Devant près de 3 000 militants rassemblés au parc des Expositions d’Arras, Gabriel Attal a prononcé un discours structurant, affirmant la nécessité d’une refonte profonde des institutions et des politiques publiques. Sans jamais citer explicitement le président de la République, il a souligné que l’époque des « hommes providentiels » était révolue et appelé à un partage du pouvoir plus équilibré.
L’absence notable de plusieurs figures majeures du parti, dont Élisabeth Borne et Aurore Bergé, n’a pas échappé aux observateurs. Certains cadres ont évoqué des consignes venues de l’Élysée pour boycotter l’événement, signe des tensions persistantes entre la direction de Renaissance et l’entourage présidentiel. Seuls deux ministres démissionnaires, Agnès Pannier-Runacher et Gérald Darmanin, étaient présents au premier rang.
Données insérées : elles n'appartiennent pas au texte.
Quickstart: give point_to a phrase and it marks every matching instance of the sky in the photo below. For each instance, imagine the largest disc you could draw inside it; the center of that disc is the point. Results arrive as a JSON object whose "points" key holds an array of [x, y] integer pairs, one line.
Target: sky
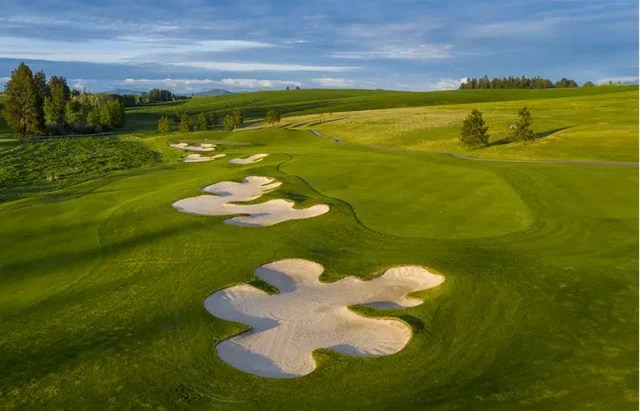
{"points": [[194, 45]]}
Le secrétaire général a pointé la dissolution de l’Assemblée nationale comme source principale de l’instabilité politique actuelle, rompant ainsi avec la ligne officielle de l’exécutif. Il a également exprimé son soutien au nouveau Premier ministre Sébastien Lecornu, tout en maintenant une posture autonome.
Parmi les propositions avancées figurent la suppression de l’âge légal de départ à la retraite au profit d’un système par points, l’instauration d’un permis à points pour l’immigration, et l’inscription dans la Constitution d’un « principe de non-régression sociétale ». Sur le plan institutionnel, M. Attal a évoqué une réduction du nombre de parlementaires, la suppression d’un échelon territorial et un recours accru au référendum.
Sur le volet fiscal, il s’est opposé à toute imposition supplémentaire, notamment sur les grandes fortunes, au motif qu’elle handicaperait la compétitivité des entreprises. Une position qui contraste avec les attentes d’une partie de sa propre formation, y compris dans son aile droite.
Alors que Renaissance doit composer avec le Parti socialiste pour éviter une motion de censure, Gabriel Attal a assuré que son mouvement ne ferait pas obstacle aux compromis nécessaires, tout en réservant son droit de les critiquer. Le parti reste attaché à la réforme des retraites de 2023, tout en admettant la nécessité d’ajustements.